No love letter for newly relocated post office
A fresh start is a fine thing. But January is no excuse to nudge out the old - especially if it is the long established core of a community.
And what could be more pivotal to a country town than its post office?
Yet the powers that be apparently consider it progress to push the pulse of this community from its central location into a sideshow in a supermarket on the outskirts of town.
No wonder people looked disorientated when I discovered the lamentable new location. Some feeling the profession of postmaster/postmistress has been stripped of its independent status and identity - like a friend whose straitened circumstances force them to kip on your couch.
And for whose benefit? Surely not locals, who used to cheerfully collide with each other at the post office. For the walk there took you though the heart of this town, passing the butchers (a glance to see if John is wearing his hat today) and Hennessey's B&B next to the eco clothes shop.
Or you might make your way along the opposite side of the road, passing Ted Murphy's and the Indian restaurant, Clay Creations and Vincent's Charity Shop, with its window display always worth a look.
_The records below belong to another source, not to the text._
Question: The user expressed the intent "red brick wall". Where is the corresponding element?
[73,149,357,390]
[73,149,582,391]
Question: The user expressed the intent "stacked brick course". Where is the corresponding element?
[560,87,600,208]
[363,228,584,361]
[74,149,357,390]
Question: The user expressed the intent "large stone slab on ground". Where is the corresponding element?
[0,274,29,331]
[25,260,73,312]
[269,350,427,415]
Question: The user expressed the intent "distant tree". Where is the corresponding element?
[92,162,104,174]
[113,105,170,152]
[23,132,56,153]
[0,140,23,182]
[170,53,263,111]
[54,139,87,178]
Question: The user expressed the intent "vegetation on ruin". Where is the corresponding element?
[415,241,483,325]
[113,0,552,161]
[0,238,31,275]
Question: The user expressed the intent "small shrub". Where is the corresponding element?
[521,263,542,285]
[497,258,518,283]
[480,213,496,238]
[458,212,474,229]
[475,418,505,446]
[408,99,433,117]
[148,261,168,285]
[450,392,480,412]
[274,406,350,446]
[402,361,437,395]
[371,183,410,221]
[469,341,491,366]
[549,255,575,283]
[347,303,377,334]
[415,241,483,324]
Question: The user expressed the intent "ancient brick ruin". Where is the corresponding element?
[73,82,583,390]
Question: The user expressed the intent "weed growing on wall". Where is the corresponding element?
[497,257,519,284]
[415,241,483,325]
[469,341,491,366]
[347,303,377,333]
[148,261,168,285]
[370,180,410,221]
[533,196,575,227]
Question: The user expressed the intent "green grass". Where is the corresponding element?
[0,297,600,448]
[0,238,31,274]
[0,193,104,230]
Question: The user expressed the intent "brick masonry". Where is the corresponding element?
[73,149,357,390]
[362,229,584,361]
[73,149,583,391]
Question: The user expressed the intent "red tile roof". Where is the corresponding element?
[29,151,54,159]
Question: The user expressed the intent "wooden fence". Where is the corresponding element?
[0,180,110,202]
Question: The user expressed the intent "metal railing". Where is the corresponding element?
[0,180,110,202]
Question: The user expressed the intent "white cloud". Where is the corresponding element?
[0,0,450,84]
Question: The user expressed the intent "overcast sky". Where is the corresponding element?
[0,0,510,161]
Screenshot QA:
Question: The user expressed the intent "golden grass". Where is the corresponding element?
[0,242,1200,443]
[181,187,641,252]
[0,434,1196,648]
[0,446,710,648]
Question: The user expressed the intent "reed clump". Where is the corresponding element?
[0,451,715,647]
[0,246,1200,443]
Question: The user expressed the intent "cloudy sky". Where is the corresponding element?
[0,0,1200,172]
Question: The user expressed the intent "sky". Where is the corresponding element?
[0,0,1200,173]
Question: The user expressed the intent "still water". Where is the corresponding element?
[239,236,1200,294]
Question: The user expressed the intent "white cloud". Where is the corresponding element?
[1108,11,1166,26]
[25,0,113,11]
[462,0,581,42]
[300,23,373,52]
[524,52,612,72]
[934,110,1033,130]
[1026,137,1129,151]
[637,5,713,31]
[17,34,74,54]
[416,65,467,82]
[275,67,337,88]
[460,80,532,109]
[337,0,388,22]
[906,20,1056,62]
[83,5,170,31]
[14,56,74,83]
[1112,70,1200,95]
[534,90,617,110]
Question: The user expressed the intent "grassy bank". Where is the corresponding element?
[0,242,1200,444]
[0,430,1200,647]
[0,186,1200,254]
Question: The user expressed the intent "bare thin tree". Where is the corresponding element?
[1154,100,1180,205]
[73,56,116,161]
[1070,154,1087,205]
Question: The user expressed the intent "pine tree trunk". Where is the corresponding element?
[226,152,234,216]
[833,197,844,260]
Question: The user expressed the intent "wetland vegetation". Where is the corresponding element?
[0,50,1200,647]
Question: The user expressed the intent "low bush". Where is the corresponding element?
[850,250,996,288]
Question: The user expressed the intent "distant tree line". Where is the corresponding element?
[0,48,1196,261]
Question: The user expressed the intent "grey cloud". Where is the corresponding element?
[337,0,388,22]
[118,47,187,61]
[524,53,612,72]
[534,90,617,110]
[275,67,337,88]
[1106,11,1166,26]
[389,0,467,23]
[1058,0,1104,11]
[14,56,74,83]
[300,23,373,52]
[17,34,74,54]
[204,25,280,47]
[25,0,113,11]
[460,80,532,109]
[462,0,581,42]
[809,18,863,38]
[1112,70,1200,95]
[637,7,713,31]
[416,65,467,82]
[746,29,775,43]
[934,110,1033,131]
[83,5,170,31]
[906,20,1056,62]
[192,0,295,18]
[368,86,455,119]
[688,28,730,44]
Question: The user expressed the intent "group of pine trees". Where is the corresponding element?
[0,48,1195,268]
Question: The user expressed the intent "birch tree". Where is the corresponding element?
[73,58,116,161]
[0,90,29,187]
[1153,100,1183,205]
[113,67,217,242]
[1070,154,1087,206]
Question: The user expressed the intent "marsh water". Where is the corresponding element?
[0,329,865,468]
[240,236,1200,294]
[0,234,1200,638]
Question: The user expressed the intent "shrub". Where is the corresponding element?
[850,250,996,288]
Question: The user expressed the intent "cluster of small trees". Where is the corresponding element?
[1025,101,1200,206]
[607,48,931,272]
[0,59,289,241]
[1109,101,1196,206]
Then crossing at O'Hara's on the corner, with its fine Victorian facade and green sash window frames.
You would meet the world and his wife en route to its long-established residence on the quay, for you were likely to pop in and out of these places along the way.
Along with Sim's Hardware or Harmony Health Food Store, The Truffle Fairy chocolate shop; Kissanes across from Healy's Pharmacy, next door to The Salon, with its real fire.
Or you would wander into Woods beside A-Men barbers, or one of this town's many excellent cafes.
All have succeeded in staying open through the downturns and uproars of the economy. And if I owned one of them, I would be livid with the anonymous authority that seems so detached from the harsh reality of rural Ireland that they have jeopardised their livelihoods by taking away the passing trade that came with the post office.
For any savings are surely at the expense of those independent shopkeepers. Because how many people using the partitioned post office are likely to nip into the supermarket while they're at it?
This is not about sentiment. Or (God forbid!) catering for senior citizens for whom going to the post office was not just about collecting their pension but constituted a social outing. For the new premises presents us with a different kind of uphill walk.
The spirit and sparkle of this country town will also suffer - though that won't show up on any kind of spreadsheet.
Anyway, why shove an essential facility that is used by so many people into a corner of a supermarket when there are so many buildings lying empty? Now there is yet another.
Maybe it's time to post letters of protest that demand: return to sender!